Aan de heer Van de Camp wil ik nog meegeven dat wij gisteren ook niet over aantallen hebben gesproken. Juist dat is cruciaal: twee derde van alle criminele vreemdelingen verblijft dus nog in Nederland. Dat staat los van wat gisteren is besproken. Maar goed, ik constateer dat er een brief wordt gevraagd.

De voorzitter:

U constateert dat er geen steun is voor een debat. U hebt wel steun voor een brief.

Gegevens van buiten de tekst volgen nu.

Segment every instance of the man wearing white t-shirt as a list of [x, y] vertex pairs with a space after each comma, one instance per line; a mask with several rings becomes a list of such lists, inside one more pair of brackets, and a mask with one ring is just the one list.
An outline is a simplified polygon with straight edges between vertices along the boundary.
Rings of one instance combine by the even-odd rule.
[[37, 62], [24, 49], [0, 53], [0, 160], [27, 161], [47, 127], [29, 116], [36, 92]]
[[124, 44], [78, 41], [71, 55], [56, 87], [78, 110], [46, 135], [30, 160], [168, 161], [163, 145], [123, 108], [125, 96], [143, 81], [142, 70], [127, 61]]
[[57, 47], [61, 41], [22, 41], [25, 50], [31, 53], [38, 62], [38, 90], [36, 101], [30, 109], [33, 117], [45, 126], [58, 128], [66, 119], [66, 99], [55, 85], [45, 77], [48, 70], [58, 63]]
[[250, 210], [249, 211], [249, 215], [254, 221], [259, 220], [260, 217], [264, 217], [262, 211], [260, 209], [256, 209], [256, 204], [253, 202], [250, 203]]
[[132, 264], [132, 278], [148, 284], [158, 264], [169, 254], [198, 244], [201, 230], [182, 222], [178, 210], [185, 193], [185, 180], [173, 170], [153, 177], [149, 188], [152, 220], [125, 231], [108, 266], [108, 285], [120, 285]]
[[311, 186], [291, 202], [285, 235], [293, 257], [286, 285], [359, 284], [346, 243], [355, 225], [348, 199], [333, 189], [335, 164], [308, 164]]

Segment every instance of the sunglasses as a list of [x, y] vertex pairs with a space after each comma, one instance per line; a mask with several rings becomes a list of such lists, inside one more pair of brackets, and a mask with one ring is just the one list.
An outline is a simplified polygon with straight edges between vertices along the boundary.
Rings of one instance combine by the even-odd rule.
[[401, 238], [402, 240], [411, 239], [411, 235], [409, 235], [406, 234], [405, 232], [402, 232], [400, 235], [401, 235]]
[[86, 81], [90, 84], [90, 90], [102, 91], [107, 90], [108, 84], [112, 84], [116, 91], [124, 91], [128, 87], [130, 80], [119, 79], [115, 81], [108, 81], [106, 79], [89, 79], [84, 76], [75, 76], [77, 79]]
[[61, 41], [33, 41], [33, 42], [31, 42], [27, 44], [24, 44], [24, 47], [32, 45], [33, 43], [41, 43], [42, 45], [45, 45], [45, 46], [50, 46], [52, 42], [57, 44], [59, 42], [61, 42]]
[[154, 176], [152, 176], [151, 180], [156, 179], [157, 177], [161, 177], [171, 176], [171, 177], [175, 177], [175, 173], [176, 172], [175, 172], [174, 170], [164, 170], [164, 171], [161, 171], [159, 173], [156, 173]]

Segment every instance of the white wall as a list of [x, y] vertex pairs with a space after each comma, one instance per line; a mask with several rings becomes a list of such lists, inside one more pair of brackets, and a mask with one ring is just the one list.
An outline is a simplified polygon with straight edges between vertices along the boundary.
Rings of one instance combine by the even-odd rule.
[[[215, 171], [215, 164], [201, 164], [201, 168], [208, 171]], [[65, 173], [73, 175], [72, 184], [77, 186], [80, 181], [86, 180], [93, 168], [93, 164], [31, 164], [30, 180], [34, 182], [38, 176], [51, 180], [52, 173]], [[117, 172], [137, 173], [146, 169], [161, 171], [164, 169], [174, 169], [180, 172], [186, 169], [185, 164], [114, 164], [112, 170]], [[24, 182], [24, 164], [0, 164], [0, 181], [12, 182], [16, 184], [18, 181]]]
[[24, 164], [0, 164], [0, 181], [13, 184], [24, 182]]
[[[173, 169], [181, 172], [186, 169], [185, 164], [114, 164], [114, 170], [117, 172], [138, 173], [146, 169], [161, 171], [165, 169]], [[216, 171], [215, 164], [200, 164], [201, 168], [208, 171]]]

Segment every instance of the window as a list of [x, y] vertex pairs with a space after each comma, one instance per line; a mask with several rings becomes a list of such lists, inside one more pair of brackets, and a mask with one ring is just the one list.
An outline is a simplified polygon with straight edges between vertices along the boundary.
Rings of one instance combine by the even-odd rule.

Ik stel voor, het stenogram van dit gedeelte van de vergadering door te geleiden naar het kabinet.

Daartoe wordt besloten.

De voorzitter:

Het woord is aan de heer Duyvendak.

De heer Duyvendak (GroenLinks):

Voorzitter. Wij hebben vanmorgen een brief gekregen van minister Ter Horst waarin zij de Kamer meldt dat van maar liefst twee miljoen passen in Nederland de chip relatief eenvoudig te kraken en te dupliceren is. Die kaarten zijn volstrekt lek. Naar aanleiding van de ov-chipkaart blijken twee miljoen kaarten lek, waaronder die van kazernes, ministeries en noem maar op. De minister zegt ook dat het misbruik zo laagdrempelig is dat wij het snel kunnen verwachten.

Ik wil hierover een spoeddebat met in ieder geval minister Ter Horst, waarin wij kunnen spreken over de vraag hoe lang dit al bekend is, of er een acuut veiligheidsgevaar is en welke maatregelen getroffen worden.

De heer Çörüz (CDA):

De minister schrijft in haar brief dat zij nader onderzoek gaat doen. Morgen is er een procedurevergadering van de vaste commissie voor Binnenlandse Zaken en Koninkrijksrelaties. Ik zou het punt daar ter sprake willen brengen en dan in den brede willen bekijken wat wij gaan doen.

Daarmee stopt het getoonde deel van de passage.